Building - Commonly used in extruded, sheet-rolled or molded form for window frames and other glass supports, for siding and partitions, aluminium is a favorite element of modern architecture. It can be made into complex forms in an extensive range of colors, stands up to the weather and calls for very little maintenance. These features make it especially valued by architects and builders, who use it in public buildings (like hospitals, universities and office buildings), industrial buildings and private houses.

Packaging - Modern packaging is one of the leading consumers of aluminium. Its lightness saves both on the material and the energy it takes to produce it. Its corrosion resistance and impermeability provide the protection and safety required for packaging foods and pharmaceuticals. And its complete recyclability makes it re-usable in the economic cycle. Long in use in the form of foil for flexible packaging, aluminium today has become a commoner sight in rigid and semi-rigid packaging, especially in beverage containers (over 25 billion aluminium cans have been used in greater Europe) but also in preserves, aerosols, bottle caps and lids, etc.

Mechanical industry and engineering - The many features of aluminium and its alloys also account for its growing use in mechanical applications. Makers of machines with moving parts, such as robots, are using an increasing number of aluminium parts to reduce inertia. In terms of heat exchange (liquid-to-liquid or liquid-to-gas), aluminium's thermal conductivity is critical in electronics, seawater desalination, HVAC exchangers and the plastics industry, where using aluminium alloy molds with pronounced mechanical properties (Alumold) can shorten fabrication cycles by up to 30%.

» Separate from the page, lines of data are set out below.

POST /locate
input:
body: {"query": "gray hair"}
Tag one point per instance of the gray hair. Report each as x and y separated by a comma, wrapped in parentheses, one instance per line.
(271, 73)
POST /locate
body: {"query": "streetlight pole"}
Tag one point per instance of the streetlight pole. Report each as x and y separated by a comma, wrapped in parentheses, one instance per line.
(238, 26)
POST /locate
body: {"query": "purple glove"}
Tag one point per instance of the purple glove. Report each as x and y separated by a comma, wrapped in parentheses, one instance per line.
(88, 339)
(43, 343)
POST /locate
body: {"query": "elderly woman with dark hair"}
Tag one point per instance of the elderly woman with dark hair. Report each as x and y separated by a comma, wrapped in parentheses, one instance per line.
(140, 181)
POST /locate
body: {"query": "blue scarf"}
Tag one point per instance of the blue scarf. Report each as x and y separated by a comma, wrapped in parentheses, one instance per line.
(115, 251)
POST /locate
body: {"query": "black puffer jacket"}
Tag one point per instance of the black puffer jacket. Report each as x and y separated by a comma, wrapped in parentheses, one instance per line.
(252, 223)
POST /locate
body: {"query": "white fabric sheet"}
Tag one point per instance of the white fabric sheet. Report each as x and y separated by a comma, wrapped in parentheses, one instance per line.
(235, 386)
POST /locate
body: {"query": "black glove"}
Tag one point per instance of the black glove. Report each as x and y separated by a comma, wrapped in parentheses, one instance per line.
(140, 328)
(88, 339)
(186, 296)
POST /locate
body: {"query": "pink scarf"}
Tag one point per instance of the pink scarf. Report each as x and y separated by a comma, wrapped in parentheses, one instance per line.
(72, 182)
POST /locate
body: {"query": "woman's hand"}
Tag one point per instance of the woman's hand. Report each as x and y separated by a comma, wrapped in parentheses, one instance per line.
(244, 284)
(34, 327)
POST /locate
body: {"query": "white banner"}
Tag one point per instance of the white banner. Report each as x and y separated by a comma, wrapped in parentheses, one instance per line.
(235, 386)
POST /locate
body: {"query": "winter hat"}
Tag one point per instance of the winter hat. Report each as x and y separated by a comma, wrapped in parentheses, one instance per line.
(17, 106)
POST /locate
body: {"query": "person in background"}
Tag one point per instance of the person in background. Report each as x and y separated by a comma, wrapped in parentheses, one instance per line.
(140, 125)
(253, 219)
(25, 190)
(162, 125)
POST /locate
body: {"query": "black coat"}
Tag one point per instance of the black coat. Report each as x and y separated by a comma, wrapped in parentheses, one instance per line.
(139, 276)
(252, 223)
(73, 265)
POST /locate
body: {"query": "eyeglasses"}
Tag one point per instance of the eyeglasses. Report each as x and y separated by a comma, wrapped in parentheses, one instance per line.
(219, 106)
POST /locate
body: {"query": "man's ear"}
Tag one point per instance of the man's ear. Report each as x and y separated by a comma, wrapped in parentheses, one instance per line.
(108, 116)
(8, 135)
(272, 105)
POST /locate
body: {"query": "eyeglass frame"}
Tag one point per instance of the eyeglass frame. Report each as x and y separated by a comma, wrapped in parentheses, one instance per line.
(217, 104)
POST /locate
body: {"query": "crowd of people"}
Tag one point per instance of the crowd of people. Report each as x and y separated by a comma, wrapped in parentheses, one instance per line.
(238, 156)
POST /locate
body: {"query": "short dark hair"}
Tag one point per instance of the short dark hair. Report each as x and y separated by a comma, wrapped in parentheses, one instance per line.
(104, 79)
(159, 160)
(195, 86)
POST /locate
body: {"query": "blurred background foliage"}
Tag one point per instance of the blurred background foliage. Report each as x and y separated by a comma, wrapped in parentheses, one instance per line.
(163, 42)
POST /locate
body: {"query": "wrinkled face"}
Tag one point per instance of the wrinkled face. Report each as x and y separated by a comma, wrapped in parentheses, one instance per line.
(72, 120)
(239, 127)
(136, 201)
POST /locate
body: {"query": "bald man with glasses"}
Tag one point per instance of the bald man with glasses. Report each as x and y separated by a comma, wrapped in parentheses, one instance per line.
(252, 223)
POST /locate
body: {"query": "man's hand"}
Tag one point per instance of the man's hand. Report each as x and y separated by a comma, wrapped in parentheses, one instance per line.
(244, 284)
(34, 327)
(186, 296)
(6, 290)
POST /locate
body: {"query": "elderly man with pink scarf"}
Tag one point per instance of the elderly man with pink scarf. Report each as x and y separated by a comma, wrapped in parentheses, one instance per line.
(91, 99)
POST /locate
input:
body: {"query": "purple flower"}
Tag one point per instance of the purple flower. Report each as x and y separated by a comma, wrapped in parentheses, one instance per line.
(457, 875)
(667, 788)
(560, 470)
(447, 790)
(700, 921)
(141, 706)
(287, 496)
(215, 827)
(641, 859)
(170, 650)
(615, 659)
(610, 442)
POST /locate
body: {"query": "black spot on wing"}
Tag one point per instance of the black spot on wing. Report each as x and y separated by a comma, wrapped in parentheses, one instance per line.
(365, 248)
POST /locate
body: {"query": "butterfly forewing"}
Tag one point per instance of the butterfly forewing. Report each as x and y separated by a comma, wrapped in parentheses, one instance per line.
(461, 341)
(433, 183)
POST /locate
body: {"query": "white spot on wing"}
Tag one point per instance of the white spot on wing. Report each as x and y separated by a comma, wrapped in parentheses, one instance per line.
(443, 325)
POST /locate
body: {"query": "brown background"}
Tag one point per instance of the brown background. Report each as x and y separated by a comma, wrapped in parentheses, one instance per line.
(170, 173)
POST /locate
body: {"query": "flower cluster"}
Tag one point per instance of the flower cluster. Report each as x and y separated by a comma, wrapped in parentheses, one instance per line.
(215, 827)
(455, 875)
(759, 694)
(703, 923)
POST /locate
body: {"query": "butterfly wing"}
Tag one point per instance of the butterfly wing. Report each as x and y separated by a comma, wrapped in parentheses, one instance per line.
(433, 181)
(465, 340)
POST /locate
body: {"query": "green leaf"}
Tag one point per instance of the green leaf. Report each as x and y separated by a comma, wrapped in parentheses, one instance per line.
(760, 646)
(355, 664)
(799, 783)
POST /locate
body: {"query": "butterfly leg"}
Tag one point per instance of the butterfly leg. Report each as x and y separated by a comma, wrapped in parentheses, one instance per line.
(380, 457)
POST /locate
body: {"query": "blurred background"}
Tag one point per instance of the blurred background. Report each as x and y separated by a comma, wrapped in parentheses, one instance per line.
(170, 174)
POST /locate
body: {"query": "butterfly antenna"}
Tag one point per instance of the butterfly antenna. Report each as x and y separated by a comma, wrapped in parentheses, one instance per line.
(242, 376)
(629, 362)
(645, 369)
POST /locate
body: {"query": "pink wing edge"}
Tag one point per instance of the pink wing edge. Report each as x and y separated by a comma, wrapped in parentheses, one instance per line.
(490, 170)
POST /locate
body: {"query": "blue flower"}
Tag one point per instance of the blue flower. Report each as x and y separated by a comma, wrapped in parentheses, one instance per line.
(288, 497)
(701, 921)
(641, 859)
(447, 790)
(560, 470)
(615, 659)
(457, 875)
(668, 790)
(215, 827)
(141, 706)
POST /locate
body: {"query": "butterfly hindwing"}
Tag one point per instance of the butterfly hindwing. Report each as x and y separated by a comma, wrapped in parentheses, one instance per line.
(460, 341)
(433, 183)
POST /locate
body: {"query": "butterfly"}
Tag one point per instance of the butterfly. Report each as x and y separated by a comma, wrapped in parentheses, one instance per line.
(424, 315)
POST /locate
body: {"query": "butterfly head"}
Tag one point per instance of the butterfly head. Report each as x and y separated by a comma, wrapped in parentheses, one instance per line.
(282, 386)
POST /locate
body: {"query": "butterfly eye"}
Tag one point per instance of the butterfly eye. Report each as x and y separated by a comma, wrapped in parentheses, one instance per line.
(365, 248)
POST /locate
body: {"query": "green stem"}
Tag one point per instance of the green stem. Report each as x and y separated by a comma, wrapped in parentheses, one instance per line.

Energy distribution - Aluminium's low density combined with its excellent electrical conductivity make it a crucial material in the distribution of electricity. Universally, and now practically exclusively, used for high-tension wires, aluminium can also be found in conductors (twice as light as copper), telephone cable shields and protectors against electrical and magentic fields.

Sports and leisure - Light and versatile, aluminium is now featured in numerous objects in our daily environment, from mass-marketed electronics (household appliances, refrigerators, radiators, CD coatings, etc.) to sports equipment (hang gliders, ski poles, golf clubs, off-road bikes, scooters) and leisure products (trailers, camping, diving and mountaineering equipment).